By 2025, the HAL open archive (French link) developed by the CNRS and the CCSD should also provide a service for direct deposits of datasets associated with publications that will then be made accessible via Recherche Data Gouv. Also that year, the Recherche Data Gouv ecosystem will apply to become a research infrastructure that is part of the national strategy (French link).
Recherche Data Gouv is currently also working towards European recognition (see box) and needs to find a sustainable economic model and governance system.
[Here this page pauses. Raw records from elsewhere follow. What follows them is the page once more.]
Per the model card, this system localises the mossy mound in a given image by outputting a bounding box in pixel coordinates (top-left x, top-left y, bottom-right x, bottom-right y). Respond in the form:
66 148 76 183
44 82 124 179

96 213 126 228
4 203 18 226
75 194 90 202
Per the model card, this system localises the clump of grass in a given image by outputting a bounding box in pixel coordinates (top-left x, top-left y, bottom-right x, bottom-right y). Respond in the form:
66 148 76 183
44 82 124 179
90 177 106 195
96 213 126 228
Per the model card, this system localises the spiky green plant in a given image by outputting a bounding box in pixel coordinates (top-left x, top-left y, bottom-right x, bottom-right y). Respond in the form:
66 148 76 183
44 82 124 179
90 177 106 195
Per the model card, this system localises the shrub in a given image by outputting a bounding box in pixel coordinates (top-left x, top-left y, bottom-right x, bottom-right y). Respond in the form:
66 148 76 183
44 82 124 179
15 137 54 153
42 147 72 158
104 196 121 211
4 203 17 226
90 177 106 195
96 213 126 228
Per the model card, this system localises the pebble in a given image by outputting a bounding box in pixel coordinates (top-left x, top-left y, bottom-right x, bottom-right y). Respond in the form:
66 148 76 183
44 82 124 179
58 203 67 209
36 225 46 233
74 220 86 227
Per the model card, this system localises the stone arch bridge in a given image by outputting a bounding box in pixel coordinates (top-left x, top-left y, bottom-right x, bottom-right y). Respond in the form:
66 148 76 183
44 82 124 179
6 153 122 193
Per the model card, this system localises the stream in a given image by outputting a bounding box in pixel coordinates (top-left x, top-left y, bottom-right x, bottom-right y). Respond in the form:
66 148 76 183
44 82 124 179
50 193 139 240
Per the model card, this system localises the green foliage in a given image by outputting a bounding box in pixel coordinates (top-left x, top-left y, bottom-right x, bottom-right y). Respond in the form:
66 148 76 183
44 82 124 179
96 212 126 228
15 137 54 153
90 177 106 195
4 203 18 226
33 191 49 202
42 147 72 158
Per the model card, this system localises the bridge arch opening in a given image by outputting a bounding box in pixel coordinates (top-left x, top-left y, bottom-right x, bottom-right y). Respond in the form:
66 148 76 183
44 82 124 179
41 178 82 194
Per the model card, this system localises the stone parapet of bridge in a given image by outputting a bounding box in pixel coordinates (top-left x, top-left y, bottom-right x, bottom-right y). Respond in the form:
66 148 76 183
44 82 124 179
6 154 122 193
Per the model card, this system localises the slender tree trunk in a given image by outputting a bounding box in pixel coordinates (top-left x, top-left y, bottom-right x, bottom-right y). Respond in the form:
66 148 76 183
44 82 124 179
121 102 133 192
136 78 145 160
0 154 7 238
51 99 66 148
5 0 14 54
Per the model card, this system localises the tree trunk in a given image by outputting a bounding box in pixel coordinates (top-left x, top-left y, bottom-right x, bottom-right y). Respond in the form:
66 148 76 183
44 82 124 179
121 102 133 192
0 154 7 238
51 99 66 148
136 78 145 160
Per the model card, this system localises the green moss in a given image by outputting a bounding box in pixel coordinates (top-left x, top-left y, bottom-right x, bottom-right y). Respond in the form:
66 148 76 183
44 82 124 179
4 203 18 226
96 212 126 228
To achieve this, a unit with its own staff and resources and operating under several supervisory authorities will be set up in 2024. Its financial support from the MESR will continue until 2026. Work on the harmonisation of legal information is also ongoing to support data teams and workshops on these complex issues which often need tailor-made solutions. "We hope this ecosystem can expand so it can provide this support and make the work of all institutions and research teams easier through a kind of snowball effect that will speed up the process", concludes Isabelle Blanc.
The Recherche Data Gouv steering committee is preparing several applications for 2024 to bring it closer to the European Open Science Cloud (French link) (EOSC) project. This should enable the national platform to become part of the catalogue of services EOSC makes available for European scientists. Recherche Data Gouv's data management clusters made up of experts that support research teams could become expertise centres recognised at European level. "The national Recherche Data Gouv platform and the European EOSC project have complementary approaches and can feed off each other", explains Suzanne Dumouchel, the head of international cooperation at the DDOR and a member of the EOSC association's board of directors. She considers that "the strategies are similar, building on existing tools and including the issues of skills and data and metadata quality. Its scope, ambition, objectives and national dimension mean Recherche Data Gouv also meets the criteria envisaged to become a future national EOSC node". However the French Ministry aims to go further and Isabelle Blanc reveals that "we are currently taking part in the construction of a European consortium with counterparts who have developed similar projects to respond to a 2024 EOSC call for generic nodes that provide services to all scientific communities throughout Europe".